Film bancal et imparfait, opportuniste et audacieux à la fois, Prometheus est un objet étrange et hybride, mais dont les défauts ne doivent pas occulter de véritables mérites.
Une fois n’est pas coutume pour un blockbuster de ce calibre, c’est sur l’esthétique qu’il s’en sort le plus. En 2012, il s’agit de marque le temps parcouru en termes d’effets visuels et de technologie, et le moins qu’on puisse dire est que la partition est sur ce plan de toute beauté. La photo, noire et scintillante, le design des vaisseaux, des accessoires ou des costumes bâtit un univers fascinant et glacial, qui permet un voyage que la SF contemporaine peine souvent à entreprendre. La nature, la dimension minérale jusqu’à la pétrification, ou l’engin crashé devenu un labyrinthe vibrent d’une véritable aura, magnifiée par les irisations des lasers dans des couloirs infinis. On retrouve ici une des constantes de la saga, maintenue à des degrés divers, à savoir la construction d’une atmosphère par la personnification continue de décors le plus souvent malveillants.
Les personnages qui s’y débattent sont donc pour la plupart des morts en sursis, autre grande loin du genre. Pendant à Ripley, le rôle de Noomi Rapace se défend vaillamment, notamment à la faveur d’une scène assez éprouvante d’auto-avortement qui parvient à marier à merveille technologie clinique et gore le plus franc. A l’autre bout du spectre, le droïde David s’affranchit du rôle d’arrière-plan où on l’avait jusqu’alors cantonné, pour devenir un protagoniste qui finira par compter, puisqu’on le retrouvera dans Covenant. L’intrigue, assez ambitieuse dans sa première moitié, interroge les origines de l’humanité – et, en réalité, celles de la fameuse bestiole qui empêche ses victimes de se faire entendre depuis plus de trois décennies. Question de la création, du créateur, et, surtout, de l’intention. A ce titre, la réponse donnée à David sur sa conception (« Parce qu’on pouvait », lui dit un homme) dépasse de loin la boutade, et renvoie une nouvelle fois à la création même des nouveaux mondes que la SF permet, ou l’euphorie le dispute à la mégalomanie. Cette question, qui sera de nouveau abordée (et encore plus sabotée) dans Covenant est le centre névralgique qui justifie une exploration plus avant de la saga, et permet de légitimer de nouveaux volets. Alliée à l’exigence esthétique, on tient là le parfait équilibre pour un film de haute facture.
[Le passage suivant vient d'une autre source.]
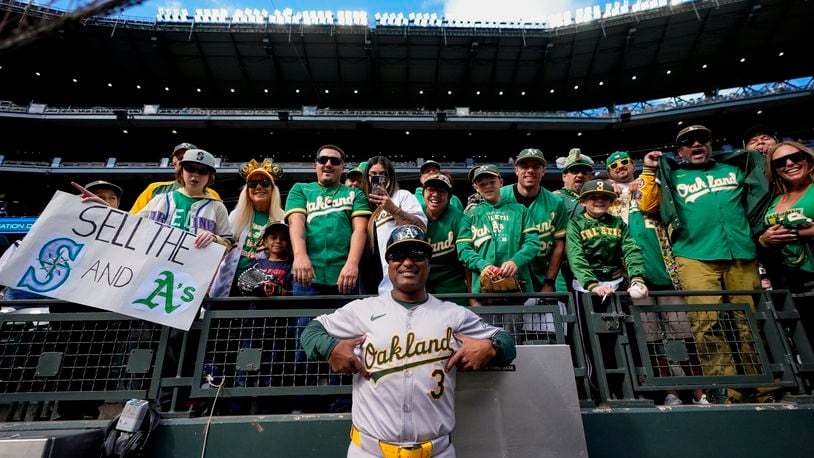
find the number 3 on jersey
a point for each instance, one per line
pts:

C’est sans compter sur ce qui a du être considéré comme un récompense de la patience des spectateurs venus en découdre avec du grand spectacle, et qui vautre tout le film dans un déluge boursouflé de grandiloquence, avec crash épiques, attaques alien et jumpscares au rabais. Un exemple comme tant d’autres de sacrifice à la production grand marché, mais qui laisse un goût plus amer que de coutume. Ou quand la réponse proposée aux questions fondamentales repose dans la pyrotechnie, le sang et les coups de mandale, alourdis par un discours chrétien assez puissant pour traverser la galaxie. Oh, America.